Despite the strong loan book expansion, net interest margins are forecast to remain under pressure. This is attributed to elevated bulk deposit costs, adverse agricultural seasonality, and day-count impacts. Nevertheless, net interest income growth is projected to improve to around 10% year-on-year. Treasury income is expected to be strong quarter-on-quarter but weaker on an annual basis, while operating expenses are likely to stay controlled, particularly for larger banks benefiting from risk-based DICGC premiums.

Asset Quality and Key Monitorables

Asset quality is generally seen as stable, though usual agricultural seasonality may impact some large private banks. SME slippages, however, are expected to ease following a challenging Q4. MFI slippages could decline for IndusInd Bank, IDFC First Bank, and RBL Bank, while Bandhan Bank might see a slight sequential uptick.
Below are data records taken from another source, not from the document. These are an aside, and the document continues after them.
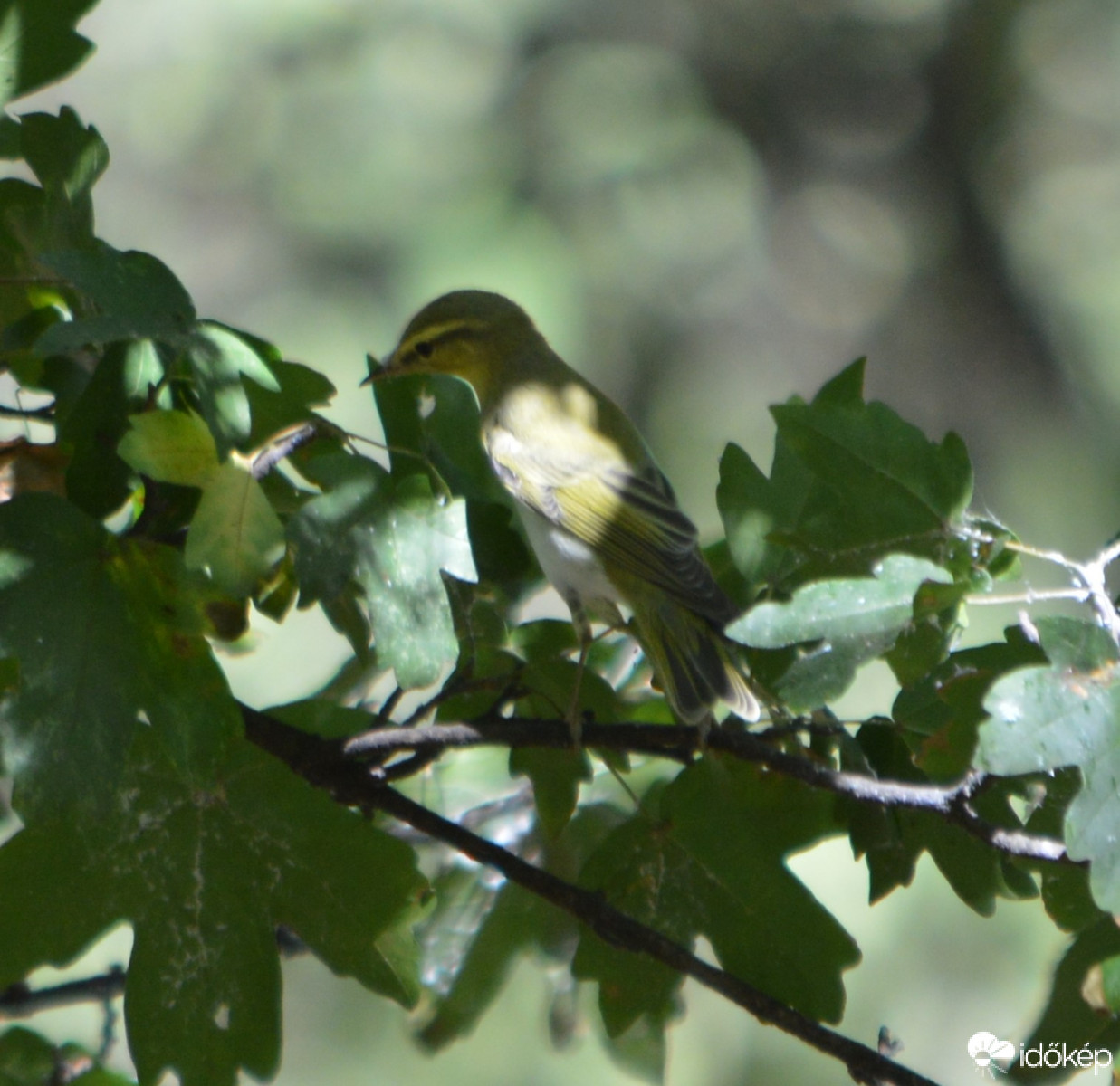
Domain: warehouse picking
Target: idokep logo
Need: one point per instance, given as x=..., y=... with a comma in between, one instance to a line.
x=987, y=1048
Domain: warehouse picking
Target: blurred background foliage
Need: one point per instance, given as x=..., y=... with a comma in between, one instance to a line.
x=708, y=205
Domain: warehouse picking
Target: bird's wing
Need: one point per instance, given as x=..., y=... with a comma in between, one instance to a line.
x=629, y=518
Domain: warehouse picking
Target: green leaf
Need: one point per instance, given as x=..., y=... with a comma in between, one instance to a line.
x=894, y=839
x=218, y=358
x=299, y=388
x=855, y=620
x=888, y=481
x=1046, y=718
x=644, y=873
x=940, y=714
x=850, y=481
x=400, y=562
x=131, y=296
x=434, y=420
x=97, y=477
x=1067, y=1019
x=110, y=635
x=395, y=539
x=170, y=447
x=751, y=508
x=65, y=156
x=204, y=877
x=497, y=929
x=28, y=1059
x=38, y=43
x=235, y=534
x=710, y=861
x=557, y=776
x=1076, y=643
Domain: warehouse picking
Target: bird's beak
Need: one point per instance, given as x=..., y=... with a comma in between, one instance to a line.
x=378, y=369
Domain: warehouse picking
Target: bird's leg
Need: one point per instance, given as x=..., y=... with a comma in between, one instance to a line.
x=573, y=717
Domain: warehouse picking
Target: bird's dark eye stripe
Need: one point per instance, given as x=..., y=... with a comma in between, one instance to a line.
x=426, y=348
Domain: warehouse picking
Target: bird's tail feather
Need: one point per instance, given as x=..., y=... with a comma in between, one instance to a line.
x=691, y=662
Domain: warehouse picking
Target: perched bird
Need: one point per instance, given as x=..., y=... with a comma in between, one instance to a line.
x=598, y=511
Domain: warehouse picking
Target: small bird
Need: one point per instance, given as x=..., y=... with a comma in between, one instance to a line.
x=598, y=511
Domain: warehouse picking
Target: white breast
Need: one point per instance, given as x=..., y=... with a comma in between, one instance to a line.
x=570, y=563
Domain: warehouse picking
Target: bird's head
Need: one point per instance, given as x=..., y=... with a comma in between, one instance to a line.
x=476, y=335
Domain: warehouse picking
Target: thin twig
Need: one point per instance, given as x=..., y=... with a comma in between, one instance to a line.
x=22, y=1001
x=280, y=449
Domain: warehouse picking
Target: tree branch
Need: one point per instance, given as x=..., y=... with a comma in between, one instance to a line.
x=22, y=1001
x=326, y=765
x=681, y=744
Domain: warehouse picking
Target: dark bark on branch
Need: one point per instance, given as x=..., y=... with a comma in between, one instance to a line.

Key factors to monitor include SMA (Special Mention Accounts) trends, liquidity coverage ratio (LCR) post-April 2026 regulatory changes for Public Sector Banks (PSBs), and the traction in FCNR(B) deposits and ECLGS 5.0 over the coming months.

ICICI Securities' Stock Recommendations

ICICI Securities has issued 'buy' ratings for several banking stocks ahead of their Q1FY27 results. These include:

  • Axis Bank
  • Bandhan Bank
  • City Union Bank
  • DCB Bank
  • HDFC First Bank
  • Karur Vysya Bank
  • Kotak Mahindra Bank
  • RBL Bank
  • South Indian Bank

Federal Bank received an 'add' rating, while IndusInd Bank and YES Bank were assigned 'hold' ratings. The brokerage emphasizes that the ability of banks to protect NIMs while accelerating loan growth will be a crucial differentiator throughout FY27.